Former Chicago fellow stays to see wealth-building goals become reality
Title: Community Wealth Building Lead
City: Chicago
In 2020, Nneka Onwuzurike spent the summer embedded as a Bloomberg Harvard Summer Fellow in the City of Chicago’s Mayor’s Office.
And she basically never left.
After two additional years working with the city as a consultant, Onwuzurike joined the city in April as a Chicago Recovery Plan Program Manager. Her chief responsibility is to lead Mayor Lori Lightfoot’s Community Wealth Building (CWB) initiative to promote models of local, democratic, and shared ownership and control of community assets.
Lightfoot’s vision came out of her participation in the Bloomberg Harvard City Leadership Initiative in 2019 and was then heavily influenced by the subsequent pandemic and racial reckoning prompted by George Floyd’s murder.
“Everything that happened probably slowed the work down some,” Onwuzurike says, “but it also really exposed the need for the work. Community wealth building, from a values perspective, is all about solidarity and equity and justice.”
The most recent development in Lightfoot’s plan is a $15 million pilot project included in her budget submission last November that will invest in models such as worker cooperatives, housing cooperatives, and community land trusts, which enable residents to share equity in businesses and real estate development. The goal, the mayor has said, is “giving historically disinvested communities more accessible and sustainable pathways to build wealth in their communities.”

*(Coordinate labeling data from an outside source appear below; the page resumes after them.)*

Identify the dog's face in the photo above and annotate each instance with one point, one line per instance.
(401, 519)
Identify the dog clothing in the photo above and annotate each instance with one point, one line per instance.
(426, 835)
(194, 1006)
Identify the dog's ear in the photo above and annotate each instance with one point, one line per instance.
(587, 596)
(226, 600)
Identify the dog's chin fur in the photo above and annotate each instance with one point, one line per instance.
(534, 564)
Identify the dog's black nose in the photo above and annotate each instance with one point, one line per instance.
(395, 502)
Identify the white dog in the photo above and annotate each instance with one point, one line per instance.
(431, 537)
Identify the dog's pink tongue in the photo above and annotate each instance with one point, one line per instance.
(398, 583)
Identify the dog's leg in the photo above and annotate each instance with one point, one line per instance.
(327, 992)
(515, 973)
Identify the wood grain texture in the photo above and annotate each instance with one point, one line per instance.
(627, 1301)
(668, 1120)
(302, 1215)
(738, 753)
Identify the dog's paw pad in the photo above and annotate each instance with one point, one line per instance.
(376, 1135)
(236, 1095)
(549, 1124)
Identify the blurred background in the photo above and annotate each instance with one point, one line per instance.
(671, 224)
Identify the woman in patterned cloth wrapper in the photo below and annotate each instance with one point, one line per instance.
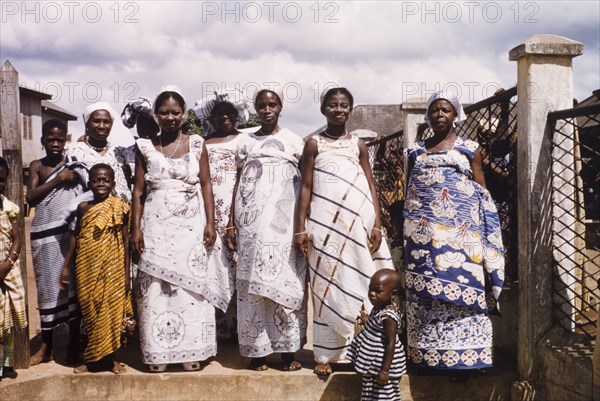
(453, 247)
(180, 275)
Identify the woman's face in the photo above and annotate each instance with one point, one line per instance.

Onwuzurike says the city, using funds from the American Rescue Plan Act, has launched an advisory council with about 20 community members who are now designing what the pilot will look like. The project is envisioned in three phases: building up an initial community wealth building eco-system; awarding planning and pre-development grants to support CWB models; and then a final wave of large-scale development grants.
Onwuzurike notes that the community wealth building initiative is very deliberately housed in the city’s Office of Equity and Racial Justice, led by Candace Moore, the city’s first-ever Chief Equity Officer. “I think oftentimes people see community wealth building as a purely economic development strategy and tool,” Onwuzurike says. “For us, it is first and foremost a tool for equity and racial justice specifically.”
Onwuzurike is on an indefinite leave from a joint degree program at Harvard Kennedy School and Harvard Business School and says that while she learned from her experiences in the classroom, there’s no substitute for seeing direct impact on peoples’ lives. “In school, you can do a lot of analysis and research, but you're often not there to actually execute the strategy,” Onwuzurike says. “Being here to actually take it from A to Z has been really exciting.”
Pro tip: “Your strategy is only as good as your implementation.”